El viajero que hubiera seguido la costa del Mediterráneo del Sur al Norte, durante el período a que se refiere este estudio, habría encontrado en ella las ciudades siguientes: Gaza y Ascalón, dos ciudades célebres de los filisteos, y que fueron por lo mismo objeto de grande aversión para los judíos; Jamnia, llamada en otro tiempo Jebneel[33] o Jabnia[34], que, después de la destrucción de Jerusalén, fue durante algún tiempo residencia del sanedrín y centro de la enseñanza rabínica; más al norte, y a bastante distancia de la costa, Lydda, la antigua Lod, plaza entonces muy comercial, y situada a una jornada de camino de Jerusalén. Volviendo a orillas del mar, se encontraba el puerto de Jaffa, donde el profeta Jonás se embarcara en otro tiempo[35]; después, tierra adentro, al Nordeste, Antípatris, que formaba, según los talmudistas, el límite septentrional de Judea en esta dirección.
En la montaña llamada real, a la que el Talmud, con la exageración que acostumbra, atribuye proporciones casi gigantescas, habrían existido desde el siglo que precedió a la Era Cristiana «sesenta miríadas de ciudades», conteniendo cada una de estas ciudades «un número de almas igual al de los hebreos cuando salieron de Egipto»[36]. A esta extraña aserción respondía irónicamente cierto rabino: «Yo he visto esta región y apenas he hallado sitio para sesenta miríadas de cañas.» Pero al menos había en el macizo montañoso de Judea poblaciones importantes.
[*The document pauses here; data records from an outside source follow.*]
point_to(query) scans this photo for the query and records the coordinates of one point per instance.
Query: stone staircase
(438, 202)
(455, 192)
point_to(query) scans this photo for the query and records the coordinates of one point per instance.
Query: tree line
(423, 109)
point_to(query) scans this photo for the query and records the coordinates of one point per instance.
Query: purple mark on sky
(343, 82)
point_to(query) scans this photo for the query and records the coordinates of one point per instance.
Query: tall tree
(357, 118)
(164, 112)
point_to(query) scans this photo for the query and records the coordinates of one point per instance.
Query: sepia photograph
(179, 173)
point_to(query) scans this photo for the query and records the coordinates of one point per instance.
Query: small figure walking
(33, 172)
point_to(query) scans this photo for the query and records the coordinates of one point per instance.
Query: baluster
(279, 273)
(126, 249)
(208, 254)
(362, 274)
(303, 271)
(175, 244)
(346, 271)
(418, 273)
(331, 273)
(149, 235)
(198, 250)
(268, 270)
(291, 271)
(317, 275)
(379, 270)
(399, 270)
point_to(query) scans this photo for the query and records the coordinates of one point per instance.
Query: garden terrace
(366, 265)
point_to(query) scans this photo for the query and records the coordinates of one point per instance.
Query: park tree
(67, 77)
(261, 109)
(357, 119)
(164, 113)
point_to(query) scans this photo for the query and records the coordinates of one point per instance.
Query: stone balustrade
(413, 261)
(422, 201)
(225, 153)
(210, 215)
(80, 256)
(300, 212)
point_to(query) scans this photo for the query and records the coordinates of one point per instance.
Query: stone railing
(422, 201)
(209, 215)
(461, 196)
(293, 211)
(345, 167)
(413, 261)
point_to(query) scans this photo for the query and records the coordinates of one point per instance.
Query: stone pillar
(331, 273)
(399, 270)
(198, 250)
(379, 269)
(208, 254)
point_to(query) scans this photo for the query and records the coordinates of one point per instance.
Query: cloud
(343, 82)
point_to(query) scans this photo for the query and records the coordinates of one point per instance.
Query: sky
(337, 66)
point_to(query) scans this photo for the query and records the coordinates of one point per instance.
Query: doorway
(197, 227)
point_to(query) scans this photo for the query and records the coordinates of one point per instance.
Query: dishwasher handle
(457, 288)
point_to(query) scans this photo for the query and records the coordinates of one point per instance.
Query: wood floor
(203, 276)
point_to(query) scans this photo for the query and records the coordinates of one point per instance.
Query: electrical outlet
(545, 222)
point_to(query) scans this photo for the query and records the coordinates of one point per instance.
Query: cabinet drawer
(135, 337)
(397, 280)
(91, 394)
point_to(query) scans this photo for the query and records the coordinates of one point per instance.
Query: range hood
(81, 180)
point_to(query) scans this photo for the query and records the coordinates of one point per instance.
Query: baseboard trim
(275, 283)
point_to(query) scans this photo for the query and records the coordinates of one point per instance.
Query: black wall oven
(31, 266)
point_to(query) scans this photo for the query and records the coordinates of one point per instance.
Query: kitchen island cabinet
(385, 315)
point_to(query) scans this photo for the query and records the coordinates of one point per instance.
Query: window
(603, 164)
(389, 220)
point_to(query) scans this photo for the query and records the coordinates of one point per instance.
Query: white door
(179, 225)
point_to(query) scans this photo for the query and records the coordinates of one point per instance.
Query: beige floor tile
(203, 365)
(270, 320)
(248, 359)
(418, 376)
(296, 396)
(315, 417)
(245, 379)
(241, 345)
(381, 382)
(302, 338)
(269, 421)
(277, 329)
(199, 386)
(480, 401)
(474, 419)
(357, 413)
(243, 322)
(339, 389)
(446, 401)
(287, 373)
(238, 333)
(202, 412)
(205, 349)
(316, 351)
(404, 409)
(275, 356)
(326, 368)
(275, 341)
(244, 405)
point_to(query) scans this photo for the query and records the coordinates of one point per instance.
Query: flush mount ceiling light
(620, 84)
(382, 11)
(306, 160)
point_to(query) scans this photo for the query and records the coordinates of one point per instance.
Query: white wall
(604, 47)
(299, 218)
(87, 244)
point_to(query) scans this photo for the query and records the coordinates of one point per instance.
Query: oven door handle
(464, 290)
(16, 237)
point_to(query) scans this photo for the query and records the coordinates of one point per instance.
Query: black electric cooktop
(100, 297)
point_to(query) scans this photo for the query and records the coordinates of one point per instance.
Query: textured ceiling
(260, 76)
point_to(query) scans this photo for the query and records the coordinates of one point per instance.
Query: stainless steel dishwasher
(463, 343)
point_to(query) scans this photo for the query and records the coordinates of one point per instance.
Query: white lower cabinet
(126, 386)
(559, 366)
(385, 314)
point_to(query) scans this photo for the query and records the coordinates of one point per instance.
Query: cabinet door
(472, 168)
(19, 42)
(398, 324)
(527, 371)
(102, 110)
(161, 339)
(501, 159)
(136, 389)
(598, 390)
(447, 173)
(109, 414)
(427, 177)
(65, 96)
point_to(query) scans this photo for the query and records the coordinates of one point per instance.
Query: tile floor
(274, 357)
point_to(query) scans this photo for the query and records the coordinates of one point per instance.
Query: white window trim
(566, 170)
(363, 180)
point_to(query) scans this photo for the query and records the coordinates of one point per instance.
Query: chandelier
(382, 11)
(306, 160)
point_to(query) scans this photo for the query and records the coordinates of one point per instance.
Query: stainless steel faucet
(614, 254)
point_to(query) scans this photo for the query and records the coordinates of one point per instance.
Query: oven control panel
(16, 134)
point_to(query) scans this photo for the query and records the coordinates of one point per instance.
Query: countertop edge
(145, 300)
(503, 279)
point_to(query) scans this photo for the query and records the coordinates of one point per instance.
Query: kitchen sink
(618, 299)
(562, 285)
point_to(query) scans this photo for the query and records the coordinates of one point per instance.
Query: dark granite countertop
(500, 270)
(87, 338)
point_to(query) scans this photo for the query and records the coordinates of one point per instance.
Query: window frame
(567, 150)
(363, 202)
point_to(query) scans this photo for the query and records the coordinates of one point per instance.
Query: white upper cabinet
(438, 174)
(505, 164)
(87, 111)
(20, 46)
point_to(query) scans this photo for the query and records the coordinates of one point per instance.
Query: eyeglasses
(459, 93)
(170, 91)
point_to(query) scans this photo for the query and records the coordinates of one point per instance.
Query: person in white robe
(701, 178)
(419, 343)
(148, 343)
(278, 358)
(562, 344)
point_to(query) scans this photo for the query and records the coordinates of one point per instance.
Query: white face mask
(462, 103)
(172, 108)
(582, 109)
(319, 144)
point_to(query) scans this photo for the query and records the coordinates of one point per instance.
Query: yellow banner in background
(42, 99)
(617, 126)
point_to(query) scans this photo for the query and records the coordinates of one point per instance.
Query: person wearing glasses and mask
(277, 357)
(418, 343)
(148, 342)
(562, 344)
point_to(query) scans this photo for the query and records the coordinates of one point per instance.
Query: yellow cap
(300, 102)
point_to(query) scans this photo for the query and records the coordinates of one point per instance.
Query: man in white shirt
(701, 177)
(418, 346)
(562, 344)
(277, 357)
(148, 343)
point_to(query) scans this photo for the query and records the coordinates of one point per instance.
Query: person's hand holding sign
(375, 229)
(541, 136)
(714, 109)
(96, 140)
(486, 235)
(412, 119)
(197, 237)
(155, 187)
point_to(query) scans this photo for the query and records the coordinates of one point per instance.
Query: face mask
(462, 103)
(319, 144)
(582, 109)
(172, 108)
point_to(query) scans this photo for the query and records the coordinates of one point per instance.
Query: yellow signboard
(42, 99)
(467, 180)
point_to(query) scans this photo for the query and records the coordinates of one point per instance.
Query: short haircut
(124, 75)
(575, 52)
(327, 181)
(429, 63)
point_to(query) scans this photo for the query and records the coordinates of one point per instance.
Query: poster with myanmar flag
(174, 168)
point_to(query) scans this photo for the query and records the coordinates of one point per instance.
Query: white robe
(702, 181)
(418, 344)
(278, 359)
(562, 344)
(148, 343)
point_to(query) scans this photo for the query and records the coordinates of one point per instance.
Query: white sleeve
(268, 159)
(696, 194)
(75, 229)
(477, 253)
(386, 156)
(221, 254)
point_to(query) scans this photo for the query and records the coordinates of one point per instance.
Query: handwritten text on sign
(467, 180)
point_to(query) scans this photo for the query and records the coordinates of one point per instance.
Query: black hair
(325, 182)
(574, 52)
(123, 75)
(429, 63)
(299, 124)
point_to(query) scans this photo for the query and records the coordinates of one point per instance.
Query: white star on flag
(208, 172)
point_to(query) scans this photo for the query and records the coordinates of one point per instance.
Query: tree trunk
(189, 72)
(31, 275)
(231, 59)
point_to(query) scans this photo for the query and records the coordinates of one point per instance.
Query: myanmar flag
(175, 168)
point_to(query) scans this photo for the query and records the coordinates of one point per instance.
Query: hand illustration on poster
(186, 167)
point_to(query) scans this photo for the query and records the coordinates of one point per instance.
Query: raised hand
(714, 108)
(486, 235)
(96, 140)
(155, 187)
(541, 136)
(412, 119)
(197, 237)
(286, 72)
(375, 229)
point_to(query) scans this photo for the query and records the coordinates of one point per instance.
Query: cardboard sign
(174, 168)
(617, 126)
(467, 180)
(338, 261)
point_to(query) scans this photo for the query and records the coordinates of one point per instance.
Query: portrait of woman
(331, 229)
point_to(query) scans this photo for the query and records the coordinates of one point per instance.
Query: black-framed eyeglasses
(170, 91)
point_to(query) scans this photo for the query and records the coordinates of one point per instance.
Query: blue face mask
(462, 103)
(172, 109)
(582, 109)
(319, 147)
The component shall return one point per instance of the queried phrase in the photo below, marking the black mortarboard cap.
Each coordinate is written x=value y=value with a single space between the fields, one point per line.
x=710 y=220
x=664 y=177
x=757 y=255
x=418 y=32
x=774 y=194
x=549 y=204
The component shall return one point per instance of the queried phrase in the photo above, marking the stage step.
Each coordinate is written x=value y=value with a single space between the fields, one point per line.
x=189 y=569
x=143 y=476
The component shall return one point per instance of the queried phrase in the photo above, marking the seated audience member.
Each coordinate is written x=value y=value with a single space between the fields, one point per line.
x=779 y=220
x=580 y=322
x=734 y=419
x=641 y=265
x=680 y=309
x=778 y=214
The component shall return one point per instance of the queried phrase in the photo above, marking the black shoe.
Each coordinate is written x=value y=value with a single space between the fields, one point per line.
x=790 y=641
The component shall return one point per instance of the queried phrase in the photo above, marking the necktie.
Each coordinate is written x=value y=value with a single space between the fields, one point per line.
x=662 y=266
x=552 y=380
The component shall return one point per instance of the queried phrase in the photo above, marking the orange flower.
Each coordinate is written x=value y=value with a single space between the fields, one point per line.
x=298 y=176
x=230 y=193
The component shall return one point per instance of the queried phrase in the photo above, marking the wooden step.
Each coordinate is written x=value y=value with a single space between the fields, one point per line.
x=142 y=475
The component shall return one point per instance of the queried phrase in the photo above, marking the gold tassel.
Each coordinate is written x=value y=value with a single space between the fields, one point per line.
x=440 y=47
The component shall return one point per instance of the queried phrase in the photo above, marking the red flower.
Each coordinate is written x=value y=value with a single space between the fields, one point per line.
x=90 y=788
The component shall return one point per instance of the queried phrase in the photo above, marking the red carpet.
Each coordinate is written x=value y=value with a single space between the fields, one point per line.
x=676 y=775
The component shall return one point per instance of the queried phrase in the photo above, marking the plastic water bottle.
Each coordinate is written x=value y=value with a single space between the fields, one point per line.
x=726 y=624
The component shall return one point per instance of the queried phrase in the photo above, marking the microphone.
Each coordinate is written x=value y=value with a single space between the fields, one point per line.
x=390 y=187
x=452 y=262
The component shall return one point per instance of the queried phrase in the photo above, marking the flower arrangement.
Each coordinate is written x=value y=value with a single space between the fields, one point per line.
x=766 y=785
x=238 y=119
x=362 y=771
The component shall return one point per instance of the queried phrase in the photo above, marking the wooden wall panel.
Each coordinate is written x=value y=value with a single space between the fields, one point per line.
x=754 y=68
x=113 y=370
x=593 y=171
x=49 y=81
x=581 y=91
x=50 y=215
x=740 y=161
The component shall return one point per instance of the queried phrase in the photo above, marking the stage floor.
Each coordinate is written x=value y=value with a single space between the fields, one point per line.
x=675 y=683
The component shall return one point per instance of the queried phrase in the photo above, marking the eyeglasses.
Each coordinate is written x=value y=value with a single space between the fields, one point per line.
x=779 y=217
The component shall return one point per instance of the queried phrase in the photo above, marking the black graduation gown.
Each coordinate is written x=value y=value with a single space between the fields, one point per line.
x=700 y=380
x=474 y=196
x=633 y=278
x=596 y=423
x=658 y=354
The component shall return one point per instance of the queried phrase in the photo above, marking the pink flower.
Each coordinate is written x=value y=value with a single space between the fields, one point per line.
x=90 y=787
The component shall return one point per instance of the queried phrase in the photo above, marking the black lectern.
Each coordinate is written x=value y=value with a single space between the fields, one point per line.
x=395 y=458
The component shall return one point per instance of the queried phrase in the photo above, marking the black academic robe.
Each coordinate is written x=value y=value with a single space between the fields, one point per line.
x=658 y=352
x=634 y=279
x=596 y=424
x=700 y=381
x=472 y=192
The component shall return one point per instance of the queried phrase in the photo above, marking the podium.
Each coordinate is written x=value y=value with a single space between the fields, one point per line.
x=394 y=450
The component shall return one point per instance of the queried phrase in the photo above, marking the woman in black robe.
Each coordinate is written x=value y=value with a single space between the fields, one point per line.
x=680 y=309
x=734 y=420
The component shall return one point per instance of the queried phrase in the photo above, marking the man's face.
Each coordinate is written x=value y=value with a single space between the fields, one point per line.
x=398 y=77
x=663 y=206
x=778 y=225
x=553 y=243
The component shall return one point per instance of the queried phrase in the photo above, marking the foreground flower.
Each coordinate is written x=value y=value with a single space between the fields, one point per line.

Además de Jerusalén, que merece descripción aparte, se hallaba, al Sur, Hebrón, que existía ya en tiempo de Abraham, y que se honra todavía con poseer su sepulcro[37]; más al Norte, Belén, la ciudad de David y, sobre todo, lugar de nacimiento del Mesías; más al Norte todavía, después de haber pasado Jerusalén, se encontraba Betel, donde Jacob tuvo su visión profética, y Silo, donde residió el arca largos años. Al Nordeste de Jerusalén estaba la Nicópolis de los romanos, que una tradición antigua identifica con la Emaús del Evangelio. En fin, en el valle del Jordán, a unos veinticinco kilómetros de la capital, se levantaba Jericó, milagrosamente conquistada por Josué, y considerada, con mucha razón, como la llave de Palestina por el lado del Oriente; por eso los macabeos y los romanos la fortificaban sucesivamente, mientras que Herodes el Grande se complació en embellecerla.